ECLI:NL:GHAMS:2005:AU6840
Gerechtshof Amsterdam
- Eerste aanleg - enkelvoudig
- Rechtspraak.nl
Beroep tegen aanslagen inkomstenbelasting en premie volksverzekeringen met betrekking tot eigen-woningschuld
In deze zaak heeft het Gerechtshof Amsterdam uitspraak gedaan op het beroep van belanghebbende X tegen de uitspraken van de inspecteur van de Belastingdienst P. Het beroep is gericht tegen de aan belanghebbende opgelegde aanslagen in de inkomstenbelasting en premie volksverzekeringen voor de jaren 1999 en 2000. De inspecteur had de aanslagen opgelegd op basis van een belastbaar inkomen van ƒ 142.744 voor 1999 en ƒ 164.585 voor 2000, welke na bezwaar zijn gehandhaafd. Belanghebbende heeft in zijn beroepschrift verzocht om vernietiging van deze uitspraken en vermindering van de aanslagen tot respectievelijk ƒ 124.486 en ƒ 146.244.
Het Hof heeft vastgesteld dat de schuld op de betaalrekening van belanghebbende bestaat uit een eigen-woningschuld en een niet-eigen-woningschuld. Het Hof oordeelt dat onder bepaalde voorwaarden de gedeeltelijk afgeloste eigen-woningschuld kan herleven. De inspecteur heeft betoogd dat opnamen van de betaalrekening moeten worden verrekend met latere stortingen volgens het fifosysteem, terwijl belanghebbende stelt dat alle opnamen die toerekenbaar zijn aan de eigen woning de eigen-woningschuld verhogen. Het Hof heeft geoordeeld dat de debetstand op de betaalrekening niet in zijn geheel als eigen-woningschuld kan worden aangemerkt, omdat een aantal uitgaven niet met de eigen woning verband houdt.

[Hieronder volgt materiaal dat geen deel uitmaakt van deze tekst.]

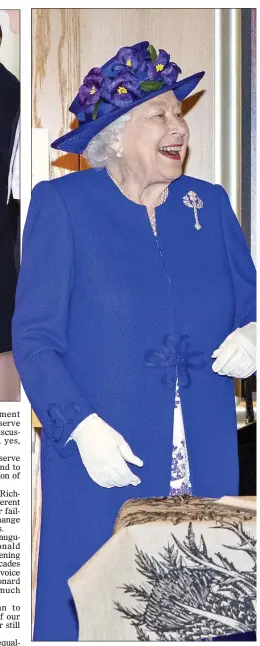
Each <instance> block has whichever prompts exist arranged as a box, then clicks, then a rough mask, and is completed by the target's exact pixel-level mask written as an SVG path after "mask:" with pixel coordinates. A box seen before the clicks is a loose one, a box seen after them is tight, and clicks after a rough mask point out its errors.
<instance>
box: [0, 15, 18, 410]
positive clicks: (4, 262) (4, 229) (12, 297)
mask: <svg viewBox="0 0 260 646" xmlns="http://www.w3.org/2000/svg"><path fill="white" fill-rule="evenodd" d="M1 42H2V29H1V26H0V45H1ZM0 88H1V91H0V303H1V318H0V401H12V400H17V399H18V396H19V379H18V375H17V372H16V369H15V366H14V362H13V357H12V342H11V319H12V315H13V310H14V298H15V290H16V282H17V272H18V264H19V258H18V254H17V249H19V239H18V238H19V234H18V231H19V200H18V199H15V197H17V195H14V194H13V191H12V190H10V189H9V188H8V187H10V188H12V173H13V165H14V157H15V156H14V153H15V152H16V151H17V131H18V122H19V111H20V82H19V81H18V79H17V78H16V77H15V76H14V75H13V74H12V73H11V72H10V71H9V70H8V69H6V67H5V66H4V65H3V64H2V63H1V62H0ZM15 250H16V251H15Z"/></svg>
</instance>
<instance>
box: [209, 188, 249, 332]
mask: <svg viewBox="0 0 260 646" xmlns="http://www.w3.org/2000/svg"><path fill="white" fill-rule="evenodd" d="M216 189H217V191H218V194H219V199H220V207H221V216H222V224H223V231H224V239H225V244H226V250H227V255H228V259H229V266H230V272H231V277H232V284H233V290H234V296H235V317H234V323H233V330H236V328H238V327H243V325H247V323H251V322H254V321H256V271H255V266H254V263H253V260H252V258H251V255H250V252H249V249H248V246H247V242H246V239H245V236H244V234H243V231H242V229H241V226H240V224H239V222H238V219H237V217H236V216H235V214H234V211H233V210H232V207H231V204H230V201H229V197H228V195H227V193H226V191H225V190H224V188H223V187H222V186H219V185H217V186H216Z"/></svg>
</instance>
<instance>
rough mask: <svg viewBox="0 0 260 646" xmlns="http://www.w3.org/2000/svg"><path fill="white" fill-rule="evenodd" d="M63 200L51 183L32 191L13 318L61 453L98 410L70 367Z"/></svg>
mask: <svg viewBox="0 0 260 646" xmlns="http://www.w3.org/2000/svg"><path fill="white" fill-rule="evenodd" d="M73 254H74V248H73V237H72V231H71V228H70V221H69V217H68V212H67V208H66V205H65V203H64V202H63V200H62V198H61V196H60V195H59V193H58V190H57V189H56V187H55V186H54V183H53V182H41V183H40V184H38V185H37V186H36V187H35V189H34V190H33V193H32V198H31V203H30V207H29V211H28V216H27V220H26V224H25V228H24V236H23V254H22V264H21V269H20V275H19V281H18V287H17V292H16V308H15V313H14V317H13V325H12V328H13V352H14V359H15V363H16V366H17V369H18V372H19V373H20V376H21V381H22V384H23V387H24V390H25V392H26V394H27V396H28V398H29V400H30V402H31V404H32V407H33V409H34V411H35V413H36V415H37V416H38V417H39V419H40V421H41V423H42V425H43V431H44V432H45V433H47V435H48V437H49V439H50V440H51V441H52V442H53V445H54V447H55V449H56V450H57V452H58V453H59V455H60V456H61V457H66V456H67V455H69V454H71V453H72V452H73V451H74V450H75V443H74V442H68V444H67V445H66V446H65V444H66V441H67V439H68V438H69V436H70V434H71V432H72V431H73V429H75V427H76V426H77V425H78V424H79V423H80V422H81V421H82V420H83V419H84V418H85V417H86V416H87V415H89V414H91V413H93V412H94V409H93V406H92V404H91V403H90V402H89V401H88V399H87V398H86V397H85V394H84V395H83V394H82V392H80V389H79V387H78V386H77V384H76V383H75V381H74V379H72V377H71V375H70V373H69V371H68V369H67V367H66V351H67V347H68V346H67V324H68V311H69V300H70V293H71V288H72V284H73V266H74V259H73Z"/></svg>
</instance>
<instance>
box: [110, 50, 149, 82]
mask: <svg viewBox="0 0 260 646" xmlns="http://www.w3.org/2000/svg"><path fill="white" fill-rule="evenodd" d="M148 58H149V53H148V51H147V42H146V41H145V42H144V43H140V45H139V46H136V45H135V46H134V47H121V49H119V51H118V52H117V55H116V58H115V63H114V64H113V70H114V71H116V72H132V73H134V74H137V75H139V74H141V78H143V72H144V71H145V67H146V65H145V60H146V59H148Z"/></svg>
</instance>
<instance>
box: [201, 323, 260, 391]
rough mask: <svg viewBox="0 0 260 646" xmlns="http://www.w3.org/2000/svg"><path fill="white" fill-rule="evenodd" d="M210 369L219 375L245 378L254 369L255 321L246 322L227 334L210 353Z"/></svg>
mask: <svg viewBox="0 0 260 646" xmlns="http://www.w3.org/2000/svg"><path fill="white" fill-rule="evenodd" d="M211 356H212V357H213V358H214V359H216V361H214V363H213V364H212V370H214V372H218V374H219V375H227V376H228V377H240V378H243V379H245V378H246V377H250V375H252V374H253V373H254V372H255V371H256V323H248V325H244V327H241V328H240V327H239V328H237V329H236V330H235V331H234V332H232V333H231V334H229V335H228V336H227V337H226V339H225V340H224V341H223V343H221V345H220V346H219V348H218V349H217V350H214V352H213V354H212V355H211Z"/></svg>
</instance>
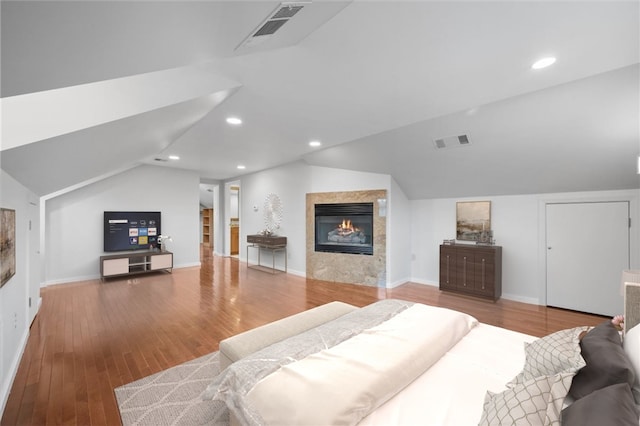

De uitspraak van het Hof leidt tot de conclusie dat belanghebbende recht heeft op de in zijn aangiften in aftrek gebrachte renten en kosten, met uitzondering van de renten die aan de niet-eigen-woningschuld zijn toe te rekenen. Het Hof heeft de zaak terugverwezen naar de inspecteur om opnieuw uitspraak op bezwaar te doen, waarbij rekening moet worden gehouden met de oordelen van het Hof. De inspecteur is ook veroordeeld in de proceskosten van belanghebbende tot een bedrag van € 12.